- Many of the same strengths as the full-time Certified Strength and Conditioning Specialist.
- Being involved full-time in the daily on-goings of the high school allows the strength and conditioning professional the best opportunity to promote their program and gain the trust of the students and administration.
- Ability to build trust with coaches and have ongoing communication with sport coaches to understand and have a balance of training and sport practice.
- Training students during the day in a PE class eliminates conflicts with after school practices.
- A Certified Strength and Conditioning Specialist is most qualified to implement an educational curriculum to coincide with the training program during PE class. This helps improve athlete buy-in and addresses several national PE standards as well.

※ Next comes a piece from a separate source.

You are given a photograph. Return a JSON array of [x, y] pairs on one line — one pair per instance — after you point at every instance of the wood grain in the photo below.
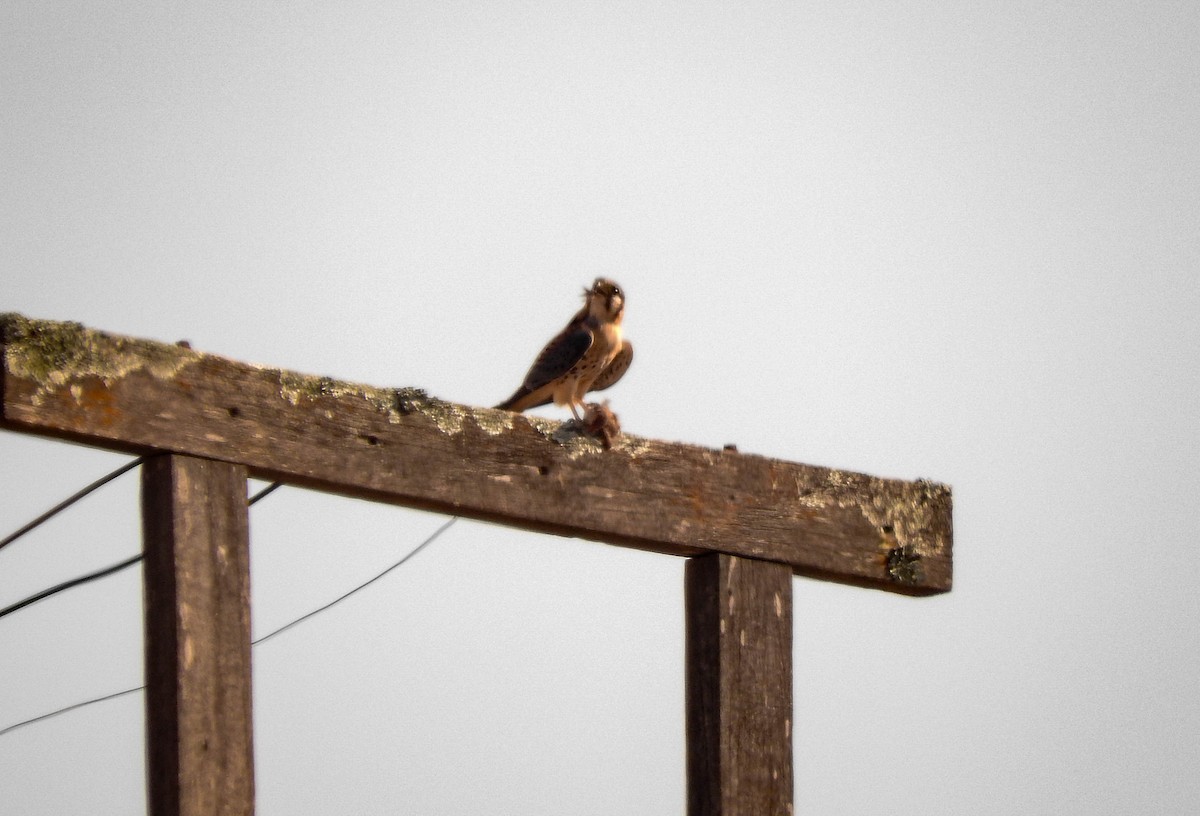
[[738, 687], [403, 447], [199, 749]]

- Ability to build a quadrennial plan from 9th grade to 12th grade.
- Compensation: potentially the most financially rewarding option (i.e., full-time teaching salary, benefits, and possibly a coaching stipend for before/after school).
- Eliminates programming and coaching bias that may occur when a sport coach is in charge of these duties (i.e., a football coach programming for his athletes instead of the needs of the entire athletic department).
- The weight room is one of the best breeding grounds for success in all areas of life. The impact the full time coach can make on young athlete’s character development and the school and community is immeasurable.
- Topics discussed in a health education curriculum will help a strength and conditioning coach gain credibility as topics such as nutrition and sleep are in his/her scope of practice.
- In a public school, a professional teaching license is usually required. This may eliminate a large portion of the qualified candidate pool since many people who pursued strength and conditioning in college did not follow a teacher education track.
- Duties may include teaching other traditional physical education or health education classes. Again, this may be challenging or less than desirable for someone who wants to solely focus on strength and conditioning for athletes.